A diferença entre estes novos consumidores e os tradicionais, os pertencentes às classes A e B, é que a nova classe média, que são as famílias provenientes da classe C, iniciou recentemente o processo de consumo, portanto muitos estão consumindo, pela primeira vez, computadores, celulares ou televisores de alta definição, algo que os mais abastados já possuem há algum tempo. Logo, quando alguém pertencente a classes sociais do topo da pirâmide (e por isso experiente no consumo de determinada categoria de produto ou serviço) pretende trocar um produto por outro de uma nova geração, certamente será mais tolerante à espera, pois a experiência do consumo, para ele, não é nova. Diante disso, pode-se dizer que a tolerância está associada ao fato de que, possuindo um produto de uma geração anterior, a ansiedade para usufruir o novo bem é menor. No caminho inverso estão os novos consumidores. Estes têm pressa, pois desejam compensar o tempo perdido não suportando, portanto, a espera.

O sentimento do consumo imediato associado ao ciclo de vida cada vez menor dos produtos e serviços, que traz a sensação de que se o bem desejado não for adquirido instantaneamente o mesmo estará obsoleto, leva o consumidor a um comportamento de compra focado em adquirir o produto na “primeira tentativa de compra”. Essa situação pode ser traduzida da seguinte maneira: se o novo consumidor não encontrar o produto ou serviço pretendido, ele escolherá outro bem da marca concorrente que possa substituir o desejado ou então poderá ainda trocá-lo por outra categoria de produto. A ida a um ponto de vendas com o intuito de comprar torna-se quase que uma obrigação para este novo consumidor, que tem como meta retornar à sua residência com um “troféu” com o qual ele se condecorou pelo seu árduo trabalho.

A ansiedade de consumo, por parte deste novo consumidor, faz com que a não presença de determinado produto em um ponto de vendas gere perdas de receitas definitivas, visto que o cliente irá substituí-lo por um outro da marca concorrente ou  comprometerá sua renda com um produto de outro segmento.

Garantir níveis de serviço logístico elevados passa a ser um diferencial competitivo, pois com eles pode-se atender a expectativa do mercado para o qual foram direcionados. O “alto nível de serviço” pode ser, inclusive, uma barreira de entrada para novos player, pois ao atender as três premissas discutidas no Artigo 1 para maximizar a decisão de compras pelo cliente –  Alto Nível de serviço (I), Share of Mind (II) e Preço (III) – obtém-se a preferência contínua por parte do mercado atendido.

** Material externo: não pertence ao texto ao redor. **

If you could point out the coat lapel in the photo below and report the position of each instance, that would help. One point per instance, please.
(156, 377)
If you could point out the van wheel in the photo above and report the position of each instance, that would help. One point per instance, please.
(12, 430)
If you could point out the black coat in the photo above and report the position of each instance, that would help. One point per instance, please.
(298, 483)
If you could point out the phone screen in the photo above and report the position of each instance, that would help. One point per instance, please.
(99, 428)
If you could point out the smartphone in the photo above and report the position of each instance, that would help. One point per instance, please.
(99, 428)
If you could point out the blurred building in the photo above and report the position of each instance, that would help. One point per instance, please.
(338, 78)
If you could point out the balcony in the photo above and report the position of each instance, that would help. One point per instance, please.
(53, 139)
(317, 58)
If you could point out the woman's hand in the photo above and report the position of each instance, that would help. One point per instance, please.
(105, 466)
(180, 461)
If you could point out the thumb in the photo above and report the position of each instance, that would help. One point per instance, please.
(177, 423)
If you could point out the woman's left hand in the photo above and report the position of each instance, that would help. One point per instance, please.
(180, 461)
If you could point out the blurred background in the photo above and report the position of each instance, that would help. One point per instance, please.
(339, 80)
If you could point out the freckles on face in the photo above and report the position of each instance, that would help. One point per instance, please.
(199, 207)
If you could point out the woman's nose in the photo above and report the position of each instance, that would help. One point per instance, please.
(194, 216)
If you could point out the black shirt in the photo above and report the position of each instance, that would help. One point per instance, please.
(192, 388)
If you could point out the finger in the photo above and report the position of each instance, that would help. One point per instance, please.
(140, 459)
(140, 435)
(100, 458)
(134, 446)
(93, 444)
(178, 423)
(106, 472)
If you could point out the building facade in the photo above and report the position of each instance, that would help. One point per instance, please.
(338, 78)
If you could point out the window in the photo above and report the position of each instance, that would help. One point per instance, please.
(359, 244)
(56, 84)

Pode-se perceber a relação entre o “alto nível de serviço” e a perda de vendas na Figura 1, a seguir:

 

Da premissa obtida na Figura 1, onde a perda de vendas tende a diminuir enquanto aumenta a disponibilidade, podemos notar a importância de manter um inventário com o objetivo de garantir o “Serviço de Logística de Alto Nível”. No entanto, é necessário garantir, para o armazém realiza a sua função, o armazenamento do produto de acordo com as expectativas do cliente, caso contrário ele vai significar perdas financeiras.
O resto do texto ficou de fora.